Email Privacy Act Introduced With Bi-Partisan Support in the House
On January 9, 2017, lawmakers in the House re-introduced legislation, the Email Privacy Act, which, if enacted, would require the government to obtain a court-issued warrant to access electronic communications, including emails and social networking messages, from cloud providers (e.g., Google, Yahoo) when such communications are older than 180 days. Current law, the Electronic Communications Privacy Act (ECPA), only requires court-issued warrants for electronic communications that are 180 days old or less, but authorizes law enforcement and some government agencies — such as the SEC — to obtain electronic communications from cloud providers with a subpoena, issued by a prosecutor without approval of a judge, if the communications are older than 180 days.

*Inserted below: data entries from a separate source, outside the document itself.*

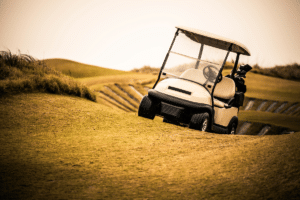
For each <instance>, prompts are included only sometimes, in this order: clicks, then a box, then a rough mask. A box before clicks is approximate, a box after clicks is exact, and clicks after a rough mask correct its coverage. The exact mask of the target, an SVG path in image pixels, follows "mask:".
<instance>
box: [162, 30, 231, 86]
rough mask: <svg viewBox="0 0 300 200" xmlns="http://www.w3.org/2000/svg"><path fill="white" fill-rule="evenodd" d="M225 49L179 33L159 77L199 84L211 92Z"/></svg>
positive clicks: (214, 81) (222, 59)
mask: <svg viewBox="0 0 300 200" xmlns="http://www.w3.org/2000/svg"><path fill="white" fill-rule="evenodd" d="M226 53H227V51H224V50H220V49H217V48H213V47H210V46H207V45H201V44H200V43H197V42H194V41H192V40H191V39H190V38H188V37H186V36H185V35H184V34H183V33H179V35H178V36H177V38H176V40H175V42H174V45H173V47H172V49H171V51H170V55H169V58H168V60H167V62H166V65H165V67H164V69H163V73H162V75H163V76H162V77H161V78H168V77H175V78H180V79H184V80H187V81H191V82H194V83H197V84H200V85H202V86H204V87H205V88H207V90H208V91H209V92H212V89H213V85H214V83H215V82H216V79H217V76H218V73H219V71H220V69H221V67H222V63H223V61H224V58H225V56H226Z"/></svg>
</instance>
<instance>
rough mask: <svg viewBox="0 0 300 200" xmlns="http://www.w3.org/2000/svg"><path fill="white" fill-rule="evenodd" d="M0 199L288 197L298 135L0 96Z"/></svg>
mask: <svg viewBox="0 0 300 200" xmlns="http://www.w3.org/2000/svg"><path fill="white" fill-rule="evenodd" d="M0 102H1V103H0V111H1V112H0V120H1V123H0V130H1V137H0V141H1V145H0V152H1V154H0V160H1V162H0V171H1V174H0V176H1V182H0V188H1V193H0V195H1V199H8V198H16V199H57V198H60V199H74V198H77V199H104V198H106V199H136V198H138V199H139V198H155V199H241V198H242V199H268V198H270V199H291V198H297V197H298V196H299V195H300V194H299V191H300V180H299V176H300V170H299V169H300V168H299V167H300V160H299V158H300V156H299V153H300V152H299V147H298V145H299V142H300V133H299V132H298V133H294V134H289V135H277V136H265V137H257V136H230V135H219V134H212V133H204V132H199V131H195V130H190V129H187V128H184V127H179V126H174V125H170V124H166V123H162V122H161V121H162V119H161V118H157V119H155V120H154V121H151V120H147V119H144V118H139V117H137V116H136V114H134V113H125V112H122V111H119V110H114V109H110V108H108V107H106V106H103V105H100V104H97V103H93V102H91V101H87V100H84V99H80V98H77V97H64V96H60V95H50V94H20V95H14V96H6V97H3V98H1V99H0Z"/></svg>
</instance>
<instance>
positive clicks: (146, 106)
mask: <svg viewBox="0 0 300 200" xmlns="http://www.w3.org/2000/svg"><path fill="white" fill-rule="evenodd" d="M138 116H140V117H145V118H148V119H154V117H155V108H154V105H153V101H152V100H151V99H150V98H149V97H148V96H147V95H146V96H144V97H143V99H142V101H141V103H140V106H139V111H138Z"/></svg>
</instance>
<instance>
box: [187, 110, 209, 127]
mask: <svg viewBox="0 0 300 200" xmlns="http://www.w3.org/2000/svg"><path fill="white" fill-rule="evenodd" d="M209 124H210V118H209V114H208V113H206V112H205V113H200V114H194V115H193V116H192V118H191V121H190V123H189V128H191V129H196V130H199V131H208V129H209Z"/></svg>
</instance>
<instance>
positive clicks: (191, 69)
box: [180, 69, 205, 84]
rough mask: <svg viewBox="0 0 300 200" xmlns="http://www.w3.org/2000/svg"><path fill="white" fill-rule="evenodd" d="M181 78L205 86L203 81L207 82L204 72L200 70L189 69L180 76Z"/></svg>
mask: <svg viewBox="0 0 300 200" xmlns="http://www.w3.org/2000/svg"><path fill="white" fill-rule="evenodd" d="M180 78H184V79H189V80H192V81H194V82H197V83H201V84H203V80H205V79H204V75H203V71H202V70H199V69H187V70H186V71H185V72H183V73H182V74H181V75H180Z"/></svg>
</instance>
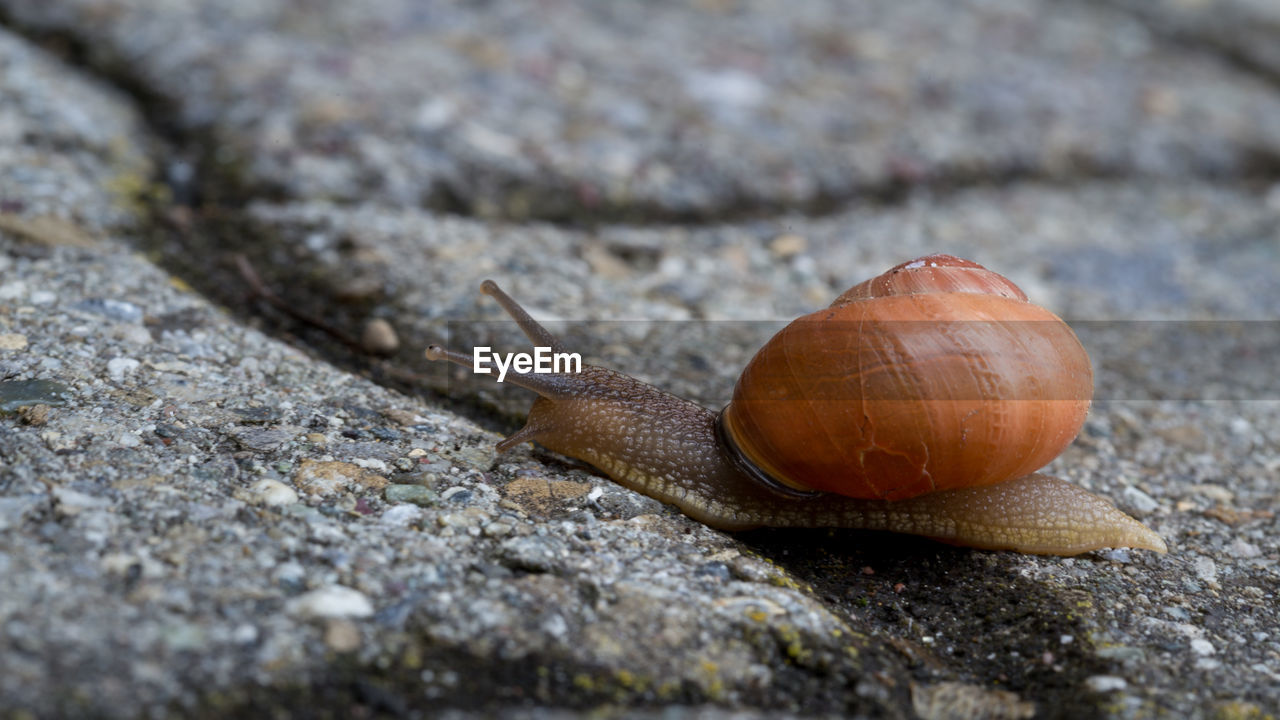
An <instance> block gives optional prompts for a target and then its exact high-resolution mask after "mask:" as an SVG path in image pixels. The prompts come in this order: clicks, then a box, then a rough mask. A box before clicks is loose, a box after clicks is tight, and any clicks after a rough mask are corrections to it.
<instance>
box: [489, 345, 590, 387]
mask: <svg viewBox="0 0 1280 720" xmlns="http://www.w3.org/2000/svg"><path fill="white" fill-rule="evenodd" d="M494 369H497V370H498V382H499V383H500V382H502V380H503V378H506V377H507V370H515V372H516V374H520V375H524V374H527V373H536V374H547V373H581V372H582V356H581V355H579V354H577V352H553V351H552V348H550V347H540V346H539V347H534V351H532V354H530V352H494V351H493V348H492V347H489V346H480V347H476V348H475V351H474V352H472V355H471V370H472V372H475V373H477V374H484V375H488V374H493V370H494Z"/></svg>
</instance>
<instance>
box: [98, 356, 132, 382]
mask: <svg viewBox="0 0 1280 720" xmlns="http://www.w3.org/2000/svg"><path fill="white" fill-rule="evenodd" d="M137 369H138V361H137V360H134V359H133V357H113V359H110V360H108V363H106V374H109V375H111V379H113V380H119V379H123V378H124V375H125V374H127V373H132V372H133V370H137Z"/></svg>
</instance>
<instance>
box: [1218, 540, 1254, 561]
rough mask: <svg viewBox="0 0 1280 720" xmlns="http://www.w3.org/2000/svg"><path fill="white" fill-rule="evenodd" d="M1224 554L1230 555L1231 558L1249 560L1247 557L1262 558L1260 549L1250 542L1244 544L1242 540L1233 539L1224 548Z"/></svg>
mask: <svg viewBox="0 0 1280 720" xmlns="http://www.w3.org/2000/svg"><path fill="white" fill-rule="evenodd" d="M1226 552H1228V553H1230V555H1231V557H1244V559H1249V557H1261V556H1262V548H1260V547H1258V546H1256V544H1253V543H1252V542H1245V541H1244V539H1242V538H1235V541H1233V542H1231V544H1229V546H1226Z"/></svg>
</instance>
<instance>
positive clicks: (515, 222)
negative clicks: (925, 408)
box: [0, 0, 1280, 717]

Supporters of the Email Privacy Act point out that, when Congress enacted the ECPA in 1986, electronic storage was expensive and email service providers typically deleted electronic communications within 90 days. Congress, when enacting the ECPA, did not require warrants for electronic communications that were older than 180 days, because such communications were, to the limited extent any existed, considered “abandoned property.” Supporters of the Email Privacy Act contend that Congress looked at then existing technology and never contemplated that one day many people would store their electronic communications with email service providers for well beyond 180 days. The Email Privacy Act would, according to supporters, fix this outdated flaw in the ECPA.